Not so Rosemary Collyer, whom I predicted would be an awful presiding judge before she got the position. That prediction was proven right in this year’s shitty 702 reauthorization. I laid out at more length here how in that opinion, Collyer failed to use the levers Bates had created for the court to ensure the NSA follows the law.

But on top of failing to use the tools her predecessors put in place to ensure that FISA (and her court) remains the exclusive means to conduct domestic foreign intelligence surveillance, Collyer did something even more trouble. She failed to consult an amicus — or explain why she didn’t need to — in the process of approving back door searches to be used with collection she knew to include domestic communications. By failing to do that, I have argued, she broke the law, failing to fulfill the requirements of amicus review or explanation mandated by the USA Freedom Act.

I laid all that out here, too, in a post reporting on the request from a bunch of Senators that FISC appoint a technical amicus. As I noted, if Collyer isn’t going to consult amici, then having a tech amicus available isn’t going to help (and had she consulted the most obvious amicus earlier this year, Marc Zwillinger, he likely would have raised the import of the technical questions she seemed not to understand).

I didn’t realize it but Collyer responded late last month. (h/t Cryptome) She made a remarkably lame excuse for not appointing any tech amici.

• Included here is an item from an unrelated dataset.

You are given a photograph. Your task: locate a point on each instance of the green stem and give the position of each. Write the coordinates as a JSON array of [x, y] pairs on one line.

We are now actively seeking technical experts who can also act as amici curiae. However, it has not proved to be a simple matter to find appropriate technical expertise. In considering technical advisors we must assess their abilities and qualifications, including their eligibility for security clearances and willingness to abide by attendant obligations regarding reporting of foreign contacts and pre-publication review (which is concerning to some potential candidates). As a result, we expect the process of finding a pool of appropriate technical amici to take some time to complete. Nonetheless, please be assured that this matter is very much on our minds and the court is engaged in continuing outreach.

As I pointed out in my first post on this, Steve Bellovin — who had been selected (and I believe cleared) to serve as technical advisor to PCLOB would be available given the effective demise of that body. Bellovin co-authored an important paper on precisely the issue Collyer dodged in her upstream opinion: where metadata ends and content begins in a packet.

So I’m pretty unsympathetic with Collyer’s claims the FISC simply can’t find appropriate technical experts, or couldn’t here.

Of course, had she not broken the law — had she at least appointed an amicus for April’s opinion — one of them might have offered up Bellovin’s name or a number of other cleared experts.

So it’s nice she’s paying lip service to the kind of technical expertise that might have helped her avoid the problems in this year’s 702 reauthorization.

But given her other actions, it’s hard to believe it is anything but lip service.